AI Quality Engineer - 11100

AI overview

Ensure the quality, safety, and reliability of generative AI solutions by designing comprehensive testing strategies and collaborating with various stakeholders in a Google Cloud environment.
Coupa makes margins multiply through its community-generated AI and industry-leading total spend management platform for businesses large and small. Coupa AI is informed by trillions of dollars of direct and indirect spend data across a global network of 10M+ buyers and suppliers. We empower you with the ability to predict, prescribe, and automate smarter, more profitable business decisions to improve operating margins. Why join Coupa? 🔹 Pioneering Technology: At Coupa, we're at the forefront of innovation, leveraging the latest technology to empower our customers with greater efficiency and visibility in their spend. 🔹 Collaborative Culture: We value collaboration and teamwork, and our culture is driven by transparency, openness, and a shared commitment to excellence. 🔹 Global Impact: Join a company where your work has a global, measurable impact on our clients, the business, and each other.  Learn more on Life at Coupa blog and hear from our employees about their experiences working at Coupa.  The Impact of an AI Quality Engineer at Coupa: We are seeking a detail-oriented AI Quality Engineer to ensure the quality, reliability, and safety of our generative AI solutions built on Google Cloud's AI ecosystem. This role is a core part of our AI Delivery team, responsible for designing and executing comprehensive testing strategies for AI agents and solutions developed with Google ADK (Agent Developer Kit), Vertex AI, and related Google Cloud services. This position combines QA expertise with AI-specific testing methodologies, ensuring that our agentic AI solutions meet quality standards, perform reliably in production, and adhere to responsible AI principles. The AI Quality Engineer will partner closely with AI Architects, Agentic AI Developers, and business stakeholders to validate solutions from concept through production deployment within the Google Cloud environment. What You'll Do:
  • AI-Specific Test Strategy: Design and implement comprehensive testing strategies for AI agents built with Google ADK and Vertex AI, including functional testing, prompt validation, model behavior testing, and agent orchestration verification.

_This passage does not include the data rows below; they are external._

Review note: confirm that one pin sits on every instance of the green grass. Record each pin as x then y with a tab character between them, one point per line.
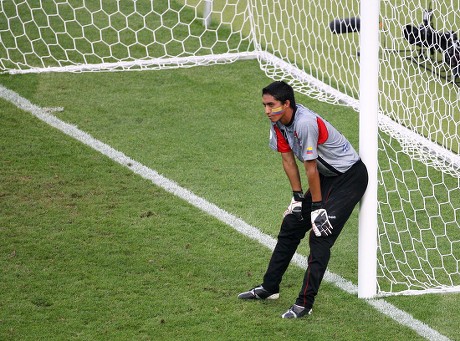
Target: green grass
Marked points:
92	251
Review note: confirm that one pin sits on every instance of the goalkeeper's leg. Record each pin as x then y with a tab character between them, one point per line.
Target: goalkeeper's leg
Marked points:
292	231
345	191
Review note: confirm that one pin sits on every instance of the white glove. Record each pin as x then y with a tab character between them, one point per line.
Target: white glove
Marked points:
320	223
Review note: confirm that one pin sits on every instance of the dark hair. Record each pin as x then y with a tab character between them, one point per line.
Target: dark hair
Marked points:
281	91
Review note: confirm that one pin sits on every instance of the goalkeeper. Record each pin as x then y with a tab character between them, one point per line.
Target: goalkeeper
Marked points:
337	179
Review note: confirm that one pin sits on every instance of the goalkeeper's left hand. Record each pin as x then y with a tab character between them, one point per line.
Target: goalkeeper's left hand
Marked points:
295	207
320	221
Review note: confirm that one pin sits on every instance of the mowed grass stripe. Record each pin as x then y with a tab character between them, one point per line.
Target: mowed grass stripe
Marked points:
236	223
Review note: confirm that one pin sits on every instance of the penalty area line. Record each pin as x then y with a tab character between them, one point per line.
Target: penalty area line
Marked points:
236	223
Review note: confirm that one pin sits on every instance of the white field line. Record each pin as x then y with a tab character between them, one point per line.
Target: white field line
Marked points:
236	223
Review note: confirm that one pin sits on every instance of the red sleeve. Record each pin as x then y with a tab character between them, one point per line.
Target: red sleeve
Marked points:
282	144
323	134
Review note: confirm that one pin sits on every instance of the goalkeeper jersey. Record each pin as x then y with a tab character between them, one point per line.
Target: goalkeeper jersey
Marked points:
311	137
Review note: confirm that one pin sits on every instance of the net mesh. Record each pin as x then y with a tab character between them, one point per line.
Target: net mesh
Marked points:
315	46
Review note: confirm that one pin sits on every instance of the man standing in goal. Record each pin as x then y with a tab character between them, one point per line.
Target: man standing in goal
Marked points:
337	179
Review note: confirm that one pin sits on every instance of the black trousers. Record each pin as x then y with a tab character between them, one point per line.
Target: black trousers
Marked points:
340	195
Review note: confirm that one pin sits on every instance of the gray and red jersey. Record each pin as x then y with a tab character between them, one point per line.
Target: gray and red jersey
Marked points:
311	137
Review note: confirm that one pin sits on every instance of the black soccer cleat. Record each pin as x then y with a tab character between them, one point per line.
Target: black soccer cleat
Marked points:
296	311
258	293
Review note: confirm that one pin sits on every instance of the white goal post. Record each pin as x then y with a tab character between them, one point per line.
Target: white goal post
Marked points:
396	63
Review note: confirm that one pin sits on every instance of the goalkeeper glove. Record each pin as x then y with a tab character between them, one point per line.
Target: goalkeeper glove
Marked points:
295	207
320	220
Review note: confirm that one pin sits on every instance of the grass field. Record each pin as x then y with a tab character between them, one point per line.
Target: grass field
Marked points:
92	251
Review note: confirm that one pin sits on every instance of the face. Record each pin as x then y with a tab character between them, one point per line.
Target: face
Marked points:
274	109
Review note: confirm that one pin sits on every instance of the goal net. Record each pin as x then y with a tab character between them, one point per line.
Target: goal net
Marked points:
314	45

  • Automated Testing for AI Systems: Develop and maintain automated test suites for AI agents using Python, Vertex AI APIs, and testing frameworks. Create test harnesses for evaluating LLM outputs, agent responses, and multi-agent interactions.

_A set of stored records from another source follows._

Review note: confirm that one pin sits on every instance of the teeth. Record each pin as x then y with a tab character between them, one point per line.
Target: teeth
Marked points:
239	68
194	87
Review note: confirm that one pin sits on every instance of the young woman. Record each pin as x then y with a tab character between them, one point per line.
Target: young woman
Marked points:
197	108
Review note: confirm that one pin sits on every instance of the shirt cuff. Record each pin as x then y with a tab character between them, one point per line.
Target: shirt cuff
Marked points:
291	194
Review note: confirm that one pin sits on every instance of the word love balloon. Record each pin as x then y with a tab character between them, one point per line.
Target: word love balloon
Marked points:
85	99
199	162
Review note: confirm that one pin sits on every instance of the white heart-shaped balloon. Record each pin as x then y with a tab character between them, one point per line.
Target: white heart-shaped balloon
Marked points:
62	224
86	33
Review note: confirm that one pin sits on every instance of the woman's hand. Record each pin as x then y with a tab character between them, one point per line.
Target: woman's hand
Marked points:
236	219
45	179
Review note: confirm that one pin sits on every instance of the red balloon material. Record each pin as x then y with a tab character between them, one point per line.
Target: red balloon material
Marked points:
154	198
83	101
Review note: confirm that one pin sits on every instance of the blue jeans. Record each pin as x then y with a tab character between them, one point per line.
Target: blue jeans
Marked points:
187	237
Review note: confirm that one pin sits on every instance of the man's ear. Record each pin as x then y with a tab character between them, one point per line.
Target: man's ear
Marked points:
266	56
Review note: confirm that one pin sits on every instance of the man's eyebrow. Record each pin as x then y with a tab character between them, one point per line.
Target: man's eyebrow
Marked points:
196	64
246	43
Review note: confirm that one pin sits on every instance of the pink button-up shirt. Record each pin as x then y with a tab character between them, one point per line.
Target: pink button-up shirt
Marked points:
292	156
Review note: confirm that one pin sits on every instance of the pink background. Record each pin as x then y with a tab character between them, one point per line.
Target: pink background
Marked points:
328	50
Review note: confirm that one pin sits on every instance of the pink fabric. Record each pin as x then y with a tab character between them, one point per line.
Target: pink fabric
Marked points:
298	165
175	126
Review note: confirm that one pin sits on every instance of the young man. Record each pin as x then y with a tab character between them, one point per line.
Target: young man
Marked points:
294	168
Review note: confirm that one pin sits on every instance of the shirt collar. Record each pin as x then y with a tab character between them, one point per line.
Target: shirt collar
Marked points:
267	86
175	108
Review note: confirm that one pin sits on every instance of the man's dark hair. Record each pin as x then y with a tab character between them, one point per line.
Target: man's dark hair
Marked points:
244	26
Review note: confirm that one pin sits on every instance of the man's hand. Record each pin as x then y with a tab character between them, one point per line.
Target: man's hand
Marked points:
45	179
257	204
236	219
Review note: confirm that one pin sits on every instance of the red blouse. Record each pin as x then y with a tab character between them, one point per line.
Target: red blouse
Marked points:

  • Vertex AI Quality Assurance: Test and validate AI solutions across the Vertex AI platform including model deployments, endpoint configurations, vector search accuracy, RAG pipeline quality, and integration points with Google Cloud services.
  • Responsible AI Testing: Implement and execute tests for AI safety, bias detection, fairness metrics, toxicity screening, and compliance requirements using Vertex AI monitoring tools and responsible AI frameworks. Validate guardrails and safety mechanisms.
  • Performance & Reliability Testing: Conduct performance testing, load testing, and reliability validation for AI agents deployed on Google Cloud Platform. Monitor latency, throughput, cost optimization, and scalability under various conditions.
  • Integration Testing: Validate integrations between AI agents and enterprise systems including BigQuery, Cloud Functions, Cloud Run, Pub/Sub, and third-party applications. Ensure data flows, API connections, and orchestration logic function correctly.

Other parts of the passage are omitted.